A major element in any building project is the Permit. The permitting process ensures that a project is conforming to local, state and other codes, such as the Seattle Land-Use Code, the State Energy Code, and the IBC (International Building Code).

 

 

 

 

 

 

 

A standard permit set provides a site plan showing the scope of new work, building plans, exterior elevations, a building section and wall section, window/door schedules, architectural details, and structural plans and details. For a full review project (see below) there’s an initial cycle of reviews, typically by an Ordinance/Structural reviewer, a Land-Use reviewer, an Energy Code reviewer, perhaps a Geo/Soils reviewer if there’s significant proposed groundwork, and others depending on the project. After the initial cycle the various reviewers return “corrections” to the architect. “Corrections” is an unfortunate term, really a misnomer – in general these comments are not pointing out mistakes but asking for clarifications, requesting that references be updated to reflect the current addition of the various codes, etc. When these “corrections” are addressed, returned to the assorted reviewers, and then approved, the permit is issued.

It’s very important to take permit lead-times into account in planning a project. In Seattle, especially, the process can be very lengthy. There are several steps in the process:

  • Determine if your project qualifies for an over-the-counter STFI (Subject To Field Inspection) permit. For small projects this is a good option, with reduced review time and cost;
  • For all other projects the first step is to submit a Preliminary Application Form, with a site plan.

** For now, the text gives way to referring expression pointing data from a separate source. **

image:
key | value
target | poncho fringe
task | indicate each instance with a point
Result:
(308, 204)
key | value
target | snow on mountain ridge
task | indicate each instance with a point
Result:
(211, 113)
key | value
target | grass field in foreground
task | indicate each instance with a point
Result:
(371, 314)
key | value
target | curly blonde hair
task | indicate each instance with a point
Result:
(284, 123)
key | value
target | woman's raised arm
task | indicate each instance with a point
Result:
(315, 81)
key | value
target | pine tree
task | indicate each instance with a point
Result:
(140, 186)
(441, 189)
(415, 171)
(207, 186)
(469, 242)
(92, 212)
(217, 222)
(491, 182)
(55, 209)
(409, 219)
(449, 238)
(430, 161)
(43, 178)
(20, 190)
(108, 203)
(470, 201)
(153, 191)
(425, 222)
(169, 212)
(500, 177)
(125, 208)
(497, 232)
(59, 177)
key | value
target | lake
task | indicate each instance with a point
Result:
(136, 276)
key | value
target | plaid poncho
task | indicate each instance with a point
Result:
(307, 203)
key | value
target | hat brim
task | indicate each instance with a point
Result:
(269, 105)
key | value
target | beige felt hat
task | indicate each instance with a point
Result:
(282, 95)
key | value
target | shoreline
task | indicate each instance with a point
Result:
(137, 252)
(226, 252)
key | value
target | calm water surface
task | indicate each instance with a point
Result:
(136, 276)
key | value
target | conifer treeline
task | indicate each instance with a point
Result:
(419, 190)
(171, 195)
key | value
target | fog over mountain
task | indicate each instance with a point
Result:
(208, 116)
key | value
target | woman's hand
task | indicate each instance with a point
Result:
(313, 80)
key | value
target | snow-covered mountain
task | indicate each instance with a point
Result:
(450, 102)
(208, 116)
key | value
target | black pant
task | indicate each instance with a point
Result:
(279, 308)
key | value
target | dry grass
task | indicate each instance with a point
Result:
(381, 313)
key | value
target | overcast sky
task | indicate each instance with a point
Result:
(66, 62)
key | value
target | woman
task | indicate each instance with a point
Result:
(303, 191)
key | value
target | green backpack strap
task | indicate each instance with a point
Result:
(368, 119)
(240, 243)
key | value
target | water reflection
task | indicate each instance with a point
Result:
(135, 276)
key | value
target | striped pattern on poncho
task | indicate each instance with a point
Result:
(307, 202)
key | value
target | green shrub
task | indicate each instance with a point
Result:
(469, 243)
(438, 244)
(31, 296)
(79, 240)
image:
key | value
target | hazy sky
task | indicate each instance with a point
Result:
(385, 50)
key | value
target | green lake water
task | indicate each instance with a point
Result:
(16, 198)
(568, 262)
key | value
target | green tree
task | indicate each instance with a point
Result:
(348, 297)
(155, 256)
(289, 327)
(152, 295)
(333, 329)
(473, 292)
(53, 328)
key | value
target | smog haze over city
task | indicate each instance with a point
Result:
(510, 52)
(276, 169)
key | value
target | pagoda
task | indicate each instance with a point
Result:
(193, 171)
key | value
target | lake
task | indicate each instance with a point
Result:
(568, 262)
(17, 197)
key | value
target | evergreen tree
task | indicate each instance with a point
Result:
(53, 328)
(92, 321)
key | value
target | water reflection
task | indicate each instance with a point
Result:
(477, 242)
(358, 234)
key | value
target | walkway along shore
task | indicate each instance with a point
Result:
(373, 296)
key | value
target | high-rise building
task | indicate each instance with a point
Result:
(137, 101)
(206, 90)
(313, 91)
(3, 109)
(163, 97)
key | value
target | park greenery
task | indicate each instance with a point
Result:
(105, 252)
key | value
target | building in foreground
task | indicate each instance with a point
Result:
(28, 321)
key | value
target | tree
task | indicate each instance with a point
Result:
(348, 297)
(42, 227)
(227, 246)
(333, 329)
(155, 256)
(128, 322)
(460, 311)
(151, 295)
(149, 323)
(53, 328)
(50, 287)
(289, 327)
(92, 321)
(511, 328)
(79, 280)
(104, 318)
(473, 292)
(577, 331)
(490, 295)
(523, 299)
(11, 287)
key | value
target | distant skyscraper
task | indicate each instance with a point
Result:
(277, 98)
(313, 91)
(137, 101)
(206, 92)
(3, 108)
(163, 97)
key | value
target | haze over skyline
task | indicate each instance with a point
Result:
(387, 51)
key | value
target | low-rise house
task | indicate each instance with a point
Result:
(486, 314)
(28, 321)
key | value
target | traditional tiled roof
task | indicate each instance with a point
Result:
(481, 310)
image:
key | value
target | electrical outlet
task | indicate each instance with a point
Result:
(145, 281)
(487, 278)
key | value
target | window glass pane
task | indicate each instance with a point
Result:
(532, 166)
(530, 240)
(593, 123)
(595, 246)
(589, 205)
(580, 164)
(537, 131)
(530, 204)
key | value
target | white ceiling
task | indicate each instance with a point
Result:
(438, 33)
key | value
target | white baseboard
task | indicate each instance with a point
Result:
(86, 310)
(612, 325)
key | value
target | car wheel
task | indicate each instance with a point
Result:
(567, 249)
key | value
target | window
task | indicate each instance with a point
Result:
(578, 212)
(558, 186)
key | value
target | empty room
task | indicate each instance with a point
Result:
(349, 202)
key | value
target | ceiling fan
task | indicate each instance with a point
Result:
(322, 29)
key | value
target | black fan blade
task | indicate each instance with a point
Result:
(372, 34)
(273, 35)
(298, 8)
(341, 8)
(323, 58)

Once the City reviews this and approves it, you’re issued a project number.
  • With that project number, you can now schedule a permit intake appointment.
  • On or before 7:00 am on the day of your intake appointment, you need to submit online your plan set, required forms, structural calculations, etc.

If you’re going the full-review route, get ready for long delays. Obtaining a project number used to be a one or two-day process once the¬†Preliminary Application Form was submitted. But since the City rolled out their new website this Spring it’s become another weeks-long process. When you do finally receive your project number and attempt to schedule a permit submittal, you’ll find that available dates are three months or more out. Then, once you’ve (hopefully) successfully submitted your permit documents on your appointed date, the review period will average 8-10 weeks.

In other words, once you begin a project, it may be 6 months or more before you have a permit in hand.